How does a person maintain hope in a world such as this? Which is another way of asking how does one hold on to his idealism?
I am proud to acknowledge that I am a card-carrying idealist. And like other idealists, I have found it challenging to maintain this particular belief system. Through the years I have increasingly understood the wisdom of Arthur Schlesinger when he said, "I am a short-term pessimist but a long-term optimist."
I was born in the midst of the Great Depression, was distantly exposed to the horrors of World War II when I was a youngster, served in the army in Korea in the early 1950s, grew to adulthood during the Cold War, was active in the Civil Rights movement, and have lived to see the collapse of communism.

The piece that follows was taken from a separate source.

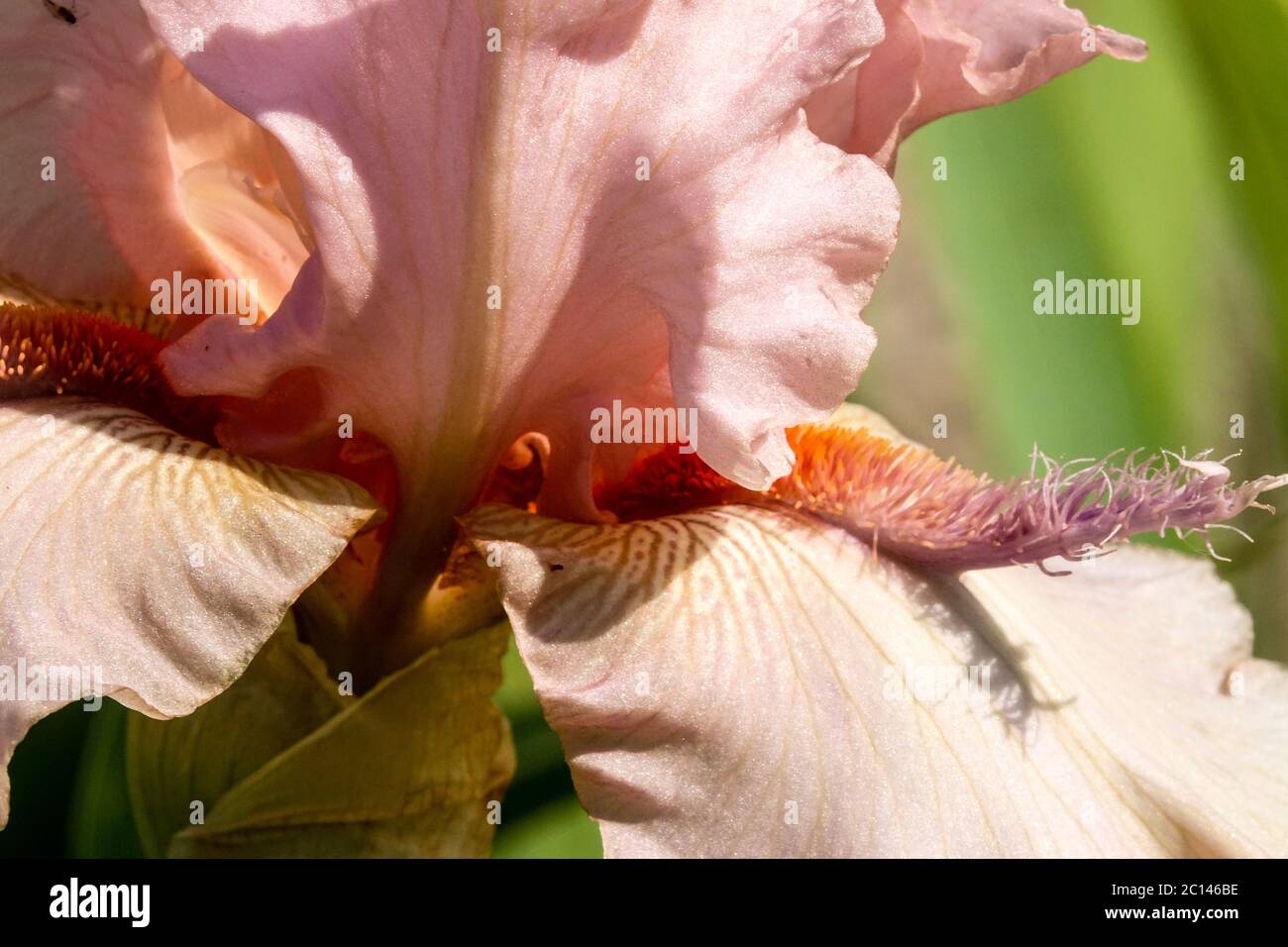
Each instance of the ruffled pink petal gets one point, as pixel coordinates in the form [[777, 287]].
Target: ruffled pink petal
[[141, 565], [629, 182], [746, 681], [121, 123], [951, 55]]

Like the rest of my generation I have seen human beings at their worst and at their best. Each day I read headlines that make me despair for the human race. Yet I try to imagine a more perfect world, just as I did when I was a child.
The noble struggle to keep hope alive despite dispiriting evidence of human frailty is part of what sustains me. Living without a vision that enables me to find joy in discovering the wonders of the universe, happiness in the small accomplishments of friends and family, and beauty in the inventiveness of human beings would be no life at all.
Each of us holds certain ideals that impact our judgment and decisions. They guide us through life. For some, comfort, material possessions and wealth are an ideal goal; others choose the ideals of goodness, beauty and truth. Still others pursue power or fame or social status while some are satisfied to build strong loving family ties.
I, and many within my generation, have had a passionate interest in social justice and social responsibility. For me, a growing awareness of the evils of prejudice and discrimination against minorities gave form to ideals that significantly shaped and guided my life. The absence of a world free of prejudice and discrimination does not diminish my commitment to the ideals of universal brotherhood and sisterhood.
What it comes down to, for me, is the hopefulness of idealism. Without idealism the twin despairs of hopelessness and helplessness are free to take over individual lives. Idealism provides us with an optimistic view of the world. It enables us to look for positives within our lives and the lives of others.
I am an idealist because I do not choose to be bound by present troubles; I prefer to dream of – and in my own small way work for – a better world.
(Ron Barnes is a longtime Prescott resident and a semi-retired educator and businessman.)